Spyderco Knives is one of my top picks for everyday carry knives. They meet the criteria I look for when purchasing knives for everyday carry and they are extremely pleasant to work with. As I said in my review of the Delica 4, They are a surprisingly smaller shop (right around 100 employees) and cater to both law enforcement and military.
The Delica 4 is a great lightweight knife, but I wanted something with a little more heft to it that could be used for both utility work and as an emergency defensive knife. After taking a look at their website and talking with them I settled on the Spyderco Manix 2 with G-10 scales and an all black blade.
The blade is a full flat grind making it extremely efficient as a camp knife preparing food or prepping wood to get a camp fire going. Carving with this blade is a breeze due to the full flat grind. I’m able to get very fine curls and shavings off sticks in order to get a fire started.
The shape of the blade makes it work double duty as an emergency defensive blade. You just need to be sure practice deploying the blade so that you build some muscle memory in order to be able to draw it in a high stress situation.
From the Spyderco website:
A powerful synergy of high performance and low profile, the Manix 2 Black Blade is a reliable, full-service folding knife with a stealthy non-reflective finish. Its broad, full-flat-ground blade is precision machined from premium CPM® S30V® particle metallurgy stainless steel and coated with an ultra-durable black tungsten DLC (Diamond Like Carbon) coating. Matching areas of jimping (textured grooves) on the thumb ramp and the index-finger choil complement the handle’s refined ergonomics to offer an amazingly secure, comfortable grip.

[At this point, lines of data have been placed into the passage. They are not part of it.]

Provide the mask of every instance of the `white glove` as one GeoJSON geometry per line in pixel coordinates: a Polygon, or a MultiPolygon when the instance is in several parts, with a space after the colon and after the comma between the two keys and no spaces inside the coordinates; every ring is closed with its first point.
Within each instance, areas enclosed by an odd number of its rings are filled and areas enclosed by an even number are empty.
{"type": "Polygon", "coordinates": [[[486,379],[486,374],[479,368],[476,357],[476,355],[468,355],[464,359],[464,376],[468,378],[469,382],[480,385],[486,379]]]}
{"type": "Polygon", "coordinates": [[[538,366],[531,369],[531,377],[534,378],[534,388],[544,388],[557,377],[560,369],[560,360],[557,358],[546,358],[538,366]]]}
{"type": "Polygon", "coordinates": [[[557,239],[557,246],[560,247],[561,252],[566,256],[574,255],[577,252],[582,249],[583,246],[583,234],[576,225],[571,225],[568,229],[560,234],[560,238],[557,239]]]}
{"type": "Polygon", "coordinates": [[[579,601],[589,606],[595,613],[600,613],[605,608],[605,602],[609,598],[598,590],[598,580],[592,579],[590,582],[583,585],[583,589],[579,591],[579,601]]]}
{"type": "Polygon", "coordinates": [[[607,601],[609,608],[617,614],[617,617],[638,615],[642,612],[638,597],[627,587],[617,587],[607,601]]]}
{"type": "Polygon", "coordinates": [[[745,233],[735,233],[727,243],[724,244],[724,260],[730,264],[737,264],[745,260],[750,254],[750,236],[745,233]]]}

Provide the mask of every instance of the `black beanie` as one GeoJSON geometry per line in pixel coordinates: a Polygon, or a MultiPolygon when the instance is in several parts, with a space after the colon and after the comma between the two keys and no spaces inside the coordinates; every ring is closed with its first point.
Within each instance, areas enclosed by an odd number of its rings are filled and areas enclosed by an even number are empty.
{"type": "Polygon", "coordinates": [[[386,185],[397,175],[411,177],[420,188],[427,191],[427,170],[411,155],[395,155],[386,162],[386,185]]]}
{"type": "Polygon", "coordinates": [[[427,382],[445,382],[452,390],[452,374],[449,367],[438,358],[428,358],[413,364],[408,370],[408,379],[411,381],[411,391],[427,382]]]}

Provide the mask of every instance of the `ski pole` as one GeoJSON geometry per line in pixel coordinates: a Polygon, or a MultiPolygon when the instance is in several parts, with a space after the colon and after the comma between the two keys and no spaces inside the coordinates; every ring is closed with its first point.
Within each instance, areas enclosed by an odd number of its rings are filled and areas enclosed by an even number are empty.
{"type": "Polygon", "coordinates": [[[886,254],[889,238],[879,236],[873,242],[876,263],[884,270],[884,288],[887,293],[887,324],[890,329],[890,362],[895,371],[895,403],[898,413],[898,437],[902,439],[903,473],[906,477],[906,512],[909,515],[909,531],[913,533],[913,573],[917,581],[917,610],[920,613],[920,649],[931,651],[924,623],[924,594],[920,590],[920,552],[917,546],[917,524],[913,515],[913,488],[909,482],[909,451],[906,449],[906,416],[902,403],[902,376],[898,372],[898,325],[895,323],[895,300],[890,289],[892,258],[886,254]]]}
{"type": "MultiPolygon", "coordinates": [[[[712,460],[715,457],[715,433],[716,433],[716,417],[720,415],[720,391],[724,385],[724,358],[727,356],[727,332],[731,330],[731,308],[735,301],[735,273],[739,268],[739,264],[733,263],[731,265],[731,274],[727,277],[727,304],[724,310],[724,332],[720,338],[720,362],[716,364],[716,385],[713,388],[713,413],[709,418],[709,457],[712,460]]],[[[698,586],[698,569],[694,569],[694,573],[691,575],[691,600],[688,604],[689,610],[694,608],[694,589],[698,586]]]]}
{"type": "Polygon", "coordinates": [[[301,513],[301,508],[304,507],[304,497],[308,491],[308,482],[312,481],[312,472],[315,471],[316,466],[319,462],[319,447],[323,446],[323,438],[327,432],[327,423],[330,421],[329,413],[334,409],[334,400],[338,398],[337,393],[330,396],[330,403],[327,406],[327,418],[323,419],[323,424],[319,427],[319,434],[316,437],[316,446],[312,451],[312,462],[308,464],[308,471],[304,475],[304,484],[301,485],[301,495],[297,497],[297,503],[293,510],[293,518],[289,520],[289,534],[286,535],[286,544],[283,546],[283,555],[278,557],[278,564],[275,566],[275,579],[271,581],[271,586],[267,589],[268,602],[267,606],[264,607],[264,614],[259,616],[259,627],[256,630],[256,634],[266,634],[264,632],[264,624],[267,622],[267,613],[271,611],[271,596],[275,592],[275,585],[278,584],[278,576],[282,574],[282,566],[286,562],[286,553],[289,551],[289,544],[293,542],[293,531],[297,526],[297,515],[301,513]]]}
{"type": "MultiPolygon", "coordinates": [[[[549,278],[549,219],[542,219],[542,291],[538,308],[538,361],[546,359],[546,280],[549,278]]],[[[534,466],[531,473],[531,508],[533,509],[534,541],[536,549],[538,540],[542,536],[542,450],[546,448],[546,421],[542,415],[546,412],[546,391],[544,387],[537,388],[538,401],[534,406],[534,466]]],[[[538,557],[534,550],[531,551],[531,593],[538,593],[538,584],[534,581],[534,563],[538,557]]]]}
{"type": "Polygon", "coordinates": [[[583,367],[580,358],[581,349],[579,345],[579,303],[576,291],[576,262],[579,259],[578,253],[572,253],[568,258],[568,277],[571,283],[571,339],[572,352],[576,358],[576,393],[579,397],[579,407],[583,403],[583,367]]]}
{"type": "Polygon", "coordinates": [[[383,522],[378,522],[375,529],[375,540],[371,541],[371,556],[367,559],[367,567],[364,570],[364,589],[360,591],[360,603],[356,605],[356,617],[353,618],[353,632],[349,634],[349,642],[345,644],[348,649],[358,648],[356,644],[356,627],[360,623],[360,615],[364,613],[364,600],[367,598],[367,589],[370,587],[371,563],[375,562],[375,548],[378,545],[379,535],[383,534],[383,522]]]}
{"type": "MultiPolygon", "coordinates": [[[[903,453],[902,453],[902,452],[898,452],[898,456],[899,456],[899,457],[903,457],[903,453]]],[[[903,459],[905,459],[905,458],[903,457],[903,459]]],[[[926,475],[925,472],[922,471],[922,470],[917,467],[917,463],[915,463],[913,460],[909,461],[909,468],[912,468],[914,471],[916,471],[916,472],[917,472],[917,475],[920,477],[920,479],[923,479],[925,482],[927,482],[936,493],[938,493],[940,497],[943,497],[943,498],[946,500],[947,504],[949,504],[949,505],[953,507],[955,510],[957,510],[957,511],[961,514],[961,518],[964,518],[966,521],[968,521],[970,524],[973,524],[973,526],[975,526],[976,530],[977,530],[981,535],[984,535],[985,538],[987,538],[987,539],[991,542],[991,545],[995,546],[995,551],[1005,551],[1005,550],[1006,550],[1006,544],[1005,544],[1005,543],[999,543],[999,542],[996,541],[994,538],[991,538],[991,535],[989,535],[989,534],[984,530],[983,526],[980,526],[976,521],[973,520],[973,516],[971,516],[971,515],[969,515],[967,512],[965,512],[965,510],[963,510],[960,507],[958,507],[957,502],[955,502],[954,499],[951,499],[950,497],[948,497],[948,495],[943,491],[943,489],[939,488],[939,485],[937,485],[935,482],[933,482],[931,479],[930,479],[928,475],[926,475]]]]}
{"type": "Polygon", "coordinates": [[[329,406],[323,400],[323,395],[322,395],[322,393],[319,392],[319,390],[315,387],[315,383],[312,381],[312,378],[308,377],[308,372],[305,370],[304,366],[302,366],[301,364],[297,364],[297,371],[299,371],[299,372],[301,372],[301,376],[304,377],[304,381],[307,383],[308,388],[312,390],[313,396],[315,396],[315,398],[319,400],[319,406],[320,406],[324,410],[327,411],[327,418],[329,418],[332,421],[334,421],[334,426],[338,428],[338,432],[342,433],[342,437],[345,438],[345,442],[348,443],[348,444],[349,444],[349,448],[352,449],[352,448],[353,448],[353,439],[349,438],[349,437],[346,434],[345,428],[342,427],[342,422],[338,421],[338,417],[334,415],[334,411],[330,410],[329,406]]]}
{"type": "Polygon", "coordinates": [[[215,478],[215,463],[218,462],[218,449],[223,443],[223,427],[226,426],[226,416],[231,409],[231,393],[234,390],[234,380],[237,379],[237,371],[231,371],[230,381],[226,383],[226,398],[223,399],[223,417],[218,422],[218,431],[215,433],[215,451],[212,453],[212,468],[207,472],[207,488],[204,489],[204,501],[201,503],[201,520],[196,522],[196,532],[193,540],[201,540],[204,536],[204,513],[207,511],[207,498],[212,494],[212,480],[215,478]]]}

Its handle is constructed with full stainless steel liners, a stainless steel back spacer, and textured black G-10 scales. It houses the knife’s high-strength Ball Bearing Lock mechanism, which consists of a hardened steel ball bearing encased in a polymer cage. When the knife is opened, a spring plunger drives the ball bearing forward onto a ramp on the blade, wedging it securely open. Pulling back on the cage releases the lock and allows the blade to pivot smoothly closed. Both opening and closing are easily performed with either hand and without ever placing your fingers near the blade’s edge.